Also habe ich ihm quasi den Platz geklaut? (Witziges Detail am Rande: König Arthur darf jetzt an das von mir verpatzte Java Interview gehen – Immerhin hat er jetzt eine Ahnung, was der Kunde von ihm wissen will…)
Neeeeee ich glaube, König Arthur nimmt das ganze recht locker, er arbeitet ebenfalls schon lange bei der Firma und das gehört einfach dazu, dass man unglaublich flexibel sein muss. Dass es jederzeit heissen kann „Oh wegen XY bist du nicht mehr auf dem Projekt, bye!“ Er meinte auch, dass man das überhaupt nicht persönlich nehmen muss, genausowenig, wie wenn man etwa ein Java Interview verpatzt. Man ist dadurch nicht weniger wert! Nein, wirklich nicht! (Ich probiere, mich selbst davon zu überzeugen…)
Ich habe König Arthur gesagt, dass es mir leid tut, beziehungsweise dass ich es super schade finde, dass wir nicht zusammen weiterhin diese hübschen Architekturdiagramme zeichnen können. Er war mir ein guter Berater in meinen ersten Tagen in der Firma, aber jetzt muss ich erwachsen werden und meinen eigenen Weg gehen… sniff 😥
Und so verlässt König Arthur mit wehenden Fahnen die Bühne. Eventuell wird er später wieder zu uns stossen, wenn es um die eigentliche Implementation des Projektes geht, aber das wird wohl noch einige Zeit dauern.

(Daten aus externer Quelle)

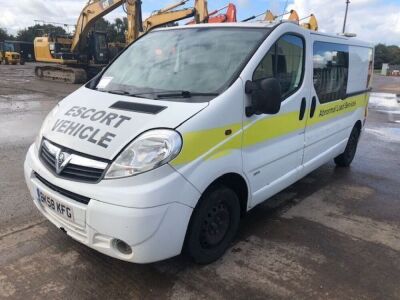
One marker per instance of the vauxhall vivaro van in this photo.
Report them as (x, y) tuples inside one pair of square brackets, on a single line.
[(190, 128)]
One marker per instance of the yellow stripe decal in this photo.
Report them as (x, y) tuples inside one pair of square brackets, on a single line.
[(199, 143)]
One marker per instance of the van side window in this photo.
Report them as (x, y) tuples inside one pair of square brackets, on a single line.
[(331, 70), (284, 61)]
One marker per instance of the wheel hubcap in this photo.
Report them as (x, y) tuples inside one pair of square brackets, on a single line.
[(215, 225)]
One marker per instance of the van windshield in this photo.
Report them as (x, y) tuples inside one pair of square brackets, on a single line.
[(190, 63)]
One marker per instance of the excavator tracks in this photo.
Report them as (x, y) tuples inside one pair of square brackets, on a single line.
[(61, 74)]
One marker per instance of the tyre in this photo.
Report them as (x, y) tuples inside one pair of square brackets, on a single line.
[(345, 159), (213, 226)]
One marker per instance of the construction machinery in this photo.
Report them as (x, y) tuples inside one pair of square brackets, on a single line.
[(8, 56), (214, 17), (312, 23), (81, 57)]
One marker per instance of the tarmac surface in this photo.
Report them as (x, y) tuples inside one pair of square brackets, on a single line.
[(333, 235)]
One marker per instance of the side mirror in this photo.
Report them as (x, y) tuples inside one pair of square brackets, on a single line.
[(266, 96)]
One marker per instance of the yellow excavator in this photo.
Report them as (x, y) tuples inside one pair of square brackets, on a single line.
[(312, 23), (81, 57)]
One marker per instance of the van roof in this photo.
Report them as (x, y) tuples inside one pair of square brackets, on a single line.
[(261, 24)]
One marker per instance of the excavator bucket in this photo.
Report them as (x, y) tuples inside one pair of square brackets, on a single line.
[(312, 23), (294, 17)]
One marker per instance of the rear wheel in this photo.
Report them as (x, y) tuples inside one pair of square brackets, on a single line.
[(345, 159), (214, 224)]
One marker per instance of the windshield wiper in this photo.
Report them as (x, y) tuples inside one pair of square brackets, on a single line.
[(123, 92), (161, 94), (118, 92), (182, 94)]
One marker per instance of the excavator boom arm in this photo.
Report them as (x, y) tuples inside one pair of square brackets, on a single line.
[(167, 17), (94, 10)]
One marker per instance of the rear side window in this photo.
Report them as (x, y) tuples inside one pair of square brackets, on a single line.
[(331, 70), (285, 62)]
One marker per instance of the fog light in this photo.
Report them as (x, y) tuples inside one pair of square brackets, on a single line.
[(122, 247)]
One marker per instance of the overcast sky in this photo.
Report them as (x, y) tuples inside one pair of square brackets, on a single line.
[(373, 20)]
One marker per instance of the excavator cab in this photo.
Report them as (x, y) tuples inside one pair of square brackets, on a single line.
[(98, 48)]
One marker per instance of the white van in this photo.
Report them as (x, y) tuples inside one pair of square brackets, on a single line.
[(191, 127)]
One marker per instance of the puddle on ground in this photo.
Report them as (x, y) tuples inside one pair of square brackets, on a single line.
[(390, 134)]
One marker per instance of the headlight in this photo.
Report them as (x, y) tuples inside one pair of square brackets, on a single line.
[(46, 121), (150, 150)]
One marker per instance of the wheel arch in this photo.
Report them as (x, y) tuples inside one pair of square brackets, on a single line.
[(237, 183)]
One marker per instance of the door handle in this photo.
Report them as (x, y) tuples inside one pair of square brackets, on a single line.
[(313, 106), (302, 109)]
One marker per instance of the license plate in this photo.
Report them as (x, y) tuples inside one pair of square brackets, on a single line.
[(61, 209)]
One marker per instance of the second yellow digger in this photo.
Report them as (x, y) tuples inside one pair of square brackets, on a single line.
[(76, 59)]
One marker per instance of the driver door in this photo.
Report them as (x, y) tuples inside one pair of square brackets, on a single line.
[(273, 145)]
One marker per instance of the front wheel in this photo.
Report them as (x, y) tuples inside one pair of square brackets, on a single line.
[(213, 226), (345, 159)]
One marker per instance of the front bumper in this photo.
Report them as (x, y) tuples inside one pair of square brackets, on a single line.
[(126, 209)]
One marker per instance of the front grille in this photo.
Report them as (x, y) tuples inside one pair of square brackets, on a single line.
[(68, 194), (72, 170)]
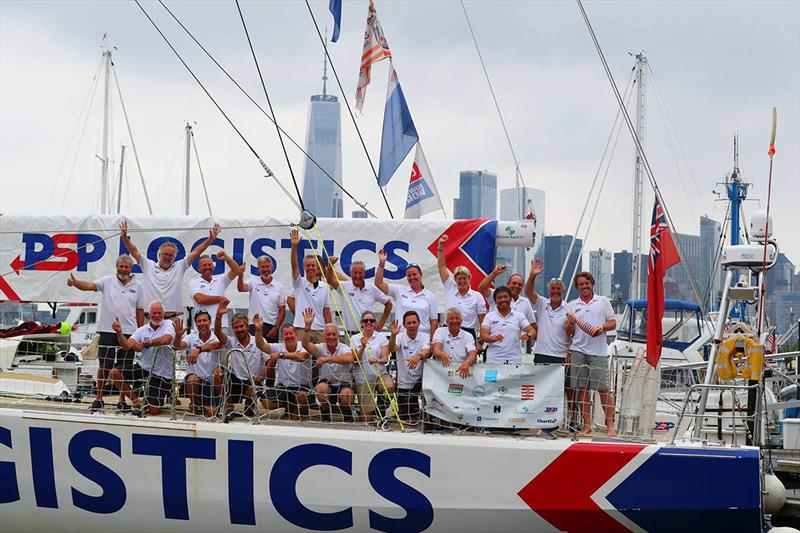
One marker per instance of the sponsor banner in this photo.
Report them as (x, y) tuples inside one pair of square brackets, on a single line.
[(512, 396)]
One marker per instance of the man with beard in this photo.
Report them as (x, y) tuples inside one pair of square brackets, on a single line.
[(163, 279), (203, 377), (208, 291), (156, 366), (121, 296), (245, 368), (267, 299)]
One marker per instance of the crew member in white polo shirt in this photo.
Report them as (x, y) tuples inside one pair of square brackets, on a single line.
[(309, 292), (203, 377), (246, 362), (356, 296), (163, 279), (121, 296), (335, 362), (293, 380), (412, 297), (458, 292), (157, 366), (591, 316), (267, 299), (451, 344), (208, 291), (503, 329), (412, 347), (552, 340), (371, 349)]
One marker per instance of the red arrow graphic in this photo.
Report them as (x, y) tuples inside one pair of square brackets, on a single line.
[(562, 492)]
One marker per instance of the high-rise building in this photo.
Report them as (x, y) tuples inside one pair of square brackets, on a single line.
[(515, 203), (600, 266), (324, 144), (710, 275), (477, 195), (555, 255)]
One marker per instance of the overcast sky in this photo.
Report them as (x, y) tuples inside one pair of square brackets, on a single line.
[(719, 68)]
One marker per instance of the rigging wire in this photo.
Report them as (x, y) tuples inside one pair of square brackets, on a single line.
[(258, 106), (628, 92), (202, 177), (133, 143), (349, 109), (269, 103), (518, 172), (640, 148)]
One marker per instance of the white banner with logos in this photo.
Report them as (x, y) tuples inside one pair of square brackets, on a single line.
[(496, 395)]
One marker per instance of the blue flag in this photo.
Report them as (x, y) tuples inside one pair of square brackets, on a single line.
[(336, 10), (399, 134)]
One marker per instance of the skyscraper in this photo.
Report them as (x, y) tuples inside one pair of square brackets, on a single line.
[(555, 254), (477, 195), (324, 144), (514, 201), (600, 267)]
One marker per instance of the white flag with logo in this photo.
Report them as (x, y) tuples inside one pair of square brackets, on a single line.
[(422, 194)]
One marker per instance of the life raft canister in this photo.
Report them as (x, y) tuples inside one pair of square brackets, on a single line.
[(752, 364)]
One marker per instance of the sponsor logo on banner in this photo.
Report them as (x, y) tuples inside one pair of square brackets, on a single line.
[(526, 391)]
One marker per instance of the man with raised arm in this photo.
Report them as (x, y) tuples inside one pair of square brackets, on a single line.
[(356, 295), (246, 362), (335, 362), (552, 339), (412, 347), (156, 368), (208, 291), (293, 380), (267, 299), (203, 378), (451, 344), (309, 292), (122, 295), (591, 316), (163, 279)]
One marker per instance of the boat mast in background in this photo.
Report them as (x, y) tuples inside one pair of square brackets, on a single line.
[(638, 175)]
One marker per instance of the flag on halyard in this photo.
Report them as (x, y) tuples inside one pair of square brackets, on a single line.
[(663, 255), (422, 194), (399, 134), (336, 10), (375, 49)]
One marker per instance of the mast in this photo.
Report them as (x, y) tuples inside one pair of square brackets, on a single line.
[(188, 130), (638, 176), (104, 192)]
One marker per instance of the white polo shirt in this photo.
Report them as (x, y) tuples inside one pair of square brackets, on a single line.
[(373, 349), (471, 304), (266, 299), (458, 346), (511, 328), (597, 312), (207, 362), (292, 373), (335, 373), (423, 302), (407, 347), (119, 301), (305, 296), (157, 359), (551, 339), (164, 285), (520, 305), (215, 287), (254, 358), (358, 301)]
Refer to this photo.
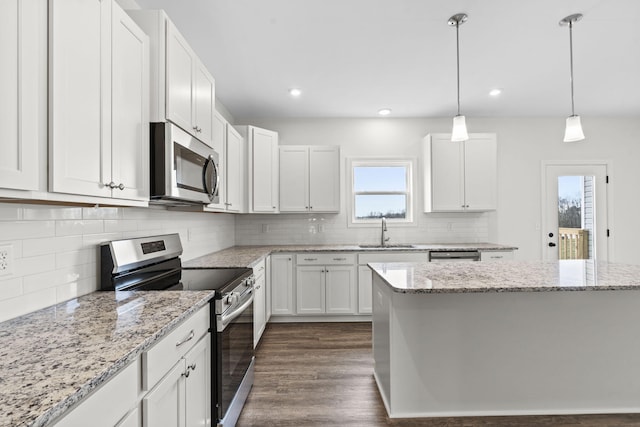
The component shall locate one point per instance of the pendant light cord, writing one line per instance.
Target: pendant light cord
(458, 64)
(571, 63)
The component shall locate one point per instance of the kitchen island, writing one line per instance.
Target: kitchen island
(511, 338)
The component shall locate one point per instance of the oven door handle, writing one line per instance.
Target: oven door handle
(224, 319)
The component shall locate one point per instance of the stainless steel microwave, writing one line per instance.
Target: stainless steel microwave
(184, 170)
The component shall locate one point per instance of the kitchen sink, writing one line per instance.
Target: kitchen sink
(390, 246)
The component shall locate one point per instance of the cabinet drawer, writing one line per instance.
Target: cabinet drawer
(365, 258)
(326, 259)
(159, 359)
(496, 255)
(121, 394)
(259, 269)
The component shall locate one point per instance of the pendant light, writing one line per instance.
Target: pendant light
(573, 130)
(459, 132)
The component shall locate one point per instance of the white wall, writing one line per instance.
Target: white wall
(523, 144)
(55, 248)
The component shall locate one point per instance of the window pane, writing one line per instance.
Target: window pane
(379, 205)
(377, 178)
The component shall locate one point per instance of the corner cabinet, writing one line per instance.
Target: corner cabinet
(325, 284)
(22, 74)
(309, 178)
(182, 89)
(460, 176)
(282, 290)
(262, 169)
(98, 101)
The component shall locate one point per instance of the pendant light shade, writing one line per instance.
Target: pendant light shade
(459, 131)
(573, 130)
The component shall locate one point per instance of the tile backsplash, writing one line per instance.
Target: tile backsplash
(54, 249)
(313, 229)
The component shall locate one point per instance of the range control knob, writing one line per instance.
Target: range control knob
(231, 298)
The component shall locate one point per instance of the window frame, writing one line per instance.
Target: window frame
(410, 163)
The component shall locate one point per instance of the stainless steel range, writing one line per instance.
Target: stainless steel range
(153, 263)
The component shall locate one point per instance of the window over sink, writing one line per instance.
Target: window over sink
(381, 188)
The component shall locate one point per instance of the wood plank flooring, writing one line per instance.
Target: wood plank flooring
(321, 374)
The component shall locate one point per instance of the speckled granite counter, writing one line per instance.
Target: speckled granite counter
(52, 358)
(508, 276)
(247, 256)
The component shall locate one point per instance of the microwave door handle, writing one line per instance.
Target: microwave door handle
(217, 180)
(204, 175)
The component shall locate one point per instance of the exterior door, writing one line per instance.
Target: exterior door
(575, 212)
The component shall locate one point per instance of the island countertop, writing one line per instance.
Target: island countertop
(507, 276)
(52, 358)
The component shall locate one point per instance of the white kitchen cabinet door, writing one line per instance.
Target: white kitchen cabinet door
(22, 24)
(310, 290)
(294, 178)
(480, 174)
(263, 170)
(198, 384)
(164, 405)
(204, 101)
(219, 129)
(130, 100)
(324, 179)
(365, 282)
(180, 74)
(447, 174)
(282, 290)
(340, 290)
(79, 96)
(259, 309)
(460, 176)
(235, 170)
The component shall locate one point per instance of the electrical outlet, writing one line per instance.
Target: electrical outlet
(6, 260)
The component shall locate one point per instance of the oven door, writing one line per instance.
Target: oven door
(233, 356)
(183, 167)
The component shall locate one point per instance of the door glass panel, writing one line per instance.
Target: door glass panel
(576, 217)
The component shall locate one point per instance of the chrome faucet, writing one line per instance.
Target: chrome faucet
(383, 238)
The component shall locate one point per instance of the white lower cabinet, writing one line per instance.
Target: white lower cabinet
(322, 288)
(281, 286)
(259, 301)
(179, 396)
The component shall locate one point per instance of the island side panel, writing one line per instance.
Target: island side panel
(381, 324)
(513, 353)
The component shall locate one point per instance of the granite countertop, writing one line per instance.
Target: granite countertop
(248, 256)
(507, 276)
(52, 358)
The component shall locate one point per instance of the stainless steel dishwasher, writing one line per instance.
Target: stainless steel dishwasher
(454, 256)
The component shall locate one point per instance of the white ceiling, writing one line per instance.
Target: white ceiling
(353, 57)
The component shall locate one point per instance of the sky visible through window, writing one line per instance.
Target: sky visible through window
(380, 179)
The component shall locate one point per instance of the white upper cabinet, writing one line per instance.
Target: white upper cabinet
(22, 49)
(262, 153)
(182, 89)
(235, 170)
(460, 176)
(98, 101)
(309, 178)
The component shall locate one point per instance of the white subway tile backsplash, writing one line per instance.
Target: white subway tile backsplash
(56, 248)
(11, 230)
(75, 227)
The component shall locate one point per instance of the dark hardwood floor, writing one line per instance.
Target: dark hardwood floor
(321, 374)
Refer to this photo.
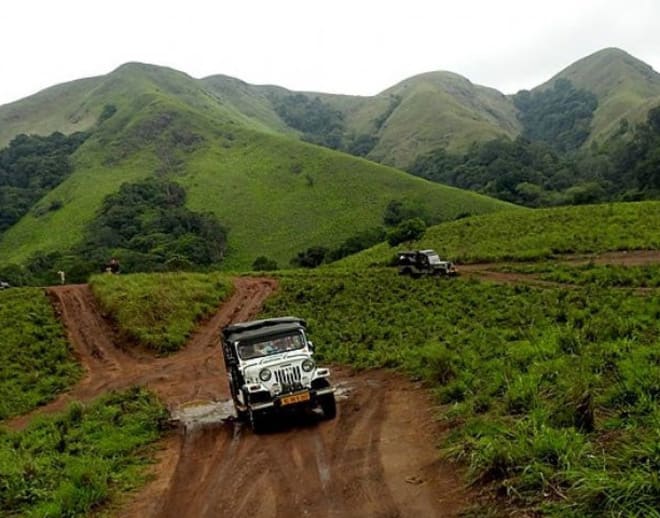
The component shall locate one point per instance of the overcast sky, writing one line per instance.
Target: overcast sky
(357, 47)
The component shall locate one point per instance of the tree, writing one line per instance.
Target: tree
(310, 258)
(263, 264)
(409, 230)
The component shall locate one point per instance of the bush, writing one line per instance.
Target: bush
(263, 264)
(409, 230)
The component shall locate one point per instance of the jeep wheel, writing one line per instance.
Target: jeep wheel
(329, 406)
(257, 421)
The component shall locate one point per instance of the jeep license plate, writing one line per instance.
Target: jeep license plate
(295, 398)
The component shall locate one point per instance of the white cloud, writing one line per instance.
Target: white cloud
(353, 47)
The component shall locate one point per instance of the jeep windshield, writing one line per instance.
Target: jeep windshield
(266, 346)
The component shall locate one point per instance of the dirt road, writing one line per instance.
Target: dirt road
(377, 458)
(492, 271)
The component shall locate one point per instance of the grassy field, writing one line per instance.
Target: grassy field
(160, 311)
(36, 363)
(533, 235)
(603, 275)
(625, 87)
(77, 462)
(275, 194)
(552, 395)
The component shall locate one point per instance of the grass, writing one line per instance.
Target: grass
(276, 195)
(534, 235)
(605, 275)
(552, 395)
(36, 363)
(279, 196)
(625, 87)
(81, 460)
(160, 311)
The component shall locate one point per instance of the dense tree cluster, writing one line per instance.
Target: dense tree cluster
(145, 226)
(318, 122)
(31, 166)
(559, 116)
(148, 227)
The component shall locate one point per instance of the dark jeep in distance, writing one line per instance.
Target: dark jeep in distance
(423, 262)
(270, 369)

Die Firma ist auch flexibel
Und so kann ich mit den heutigen Tagebucheintrag mit einer kleinen Anekdote beenden: Grundsätzlich haben König Arthur und ich jeden Tag um 12 Uhr einen Status-Telefon-Call mit den Oberarchitekten, etwa Deryck. (12 Uhr, weil die Oberarchitekten zu allen anderen Zeiten bereits ausgebucht sind, ausser vielleicht noch Morgens oder Abends um 7) Am Freitag hatte dieser aber überhaupt keine Zeit und hat das Statusmeeting deswegen auf 16:30 Uhr verschoben.
König Arthur und ich haben deshalb nach dem Mittagessen beschlossen, (jeder zu sich) nach Hause zu gehen und dort weiterzuarbeiten. Auch das ist in meiner Firma völlig legitim und niemand wird Dich komisch ansehen, wenn du um 12:30 nach Hause gehst (natürlich solltest Du am Nachmittag kein wichtiges Meeting mehr haben, bei dem Du vor Ort sein musst).
Um 16:30 Uhr hatte Deryck zwar immer noch keine Zeit, ich habe aber einen neuen Mitstreiter kennengelernt, der mich ab nächster Woche unterstützen wird. Ich brauche noch einen passenden Namen für ihn. Wie es scheint, kommt er aus Frankreich, weshalb ich dachte, Monsieur Baguette sei passend. Was meinen Sie?
So sitze ich also hier, schreibe diese Zeilen und bin gespannt, was nächste Woche bei Kunden passieren wird. Spannend!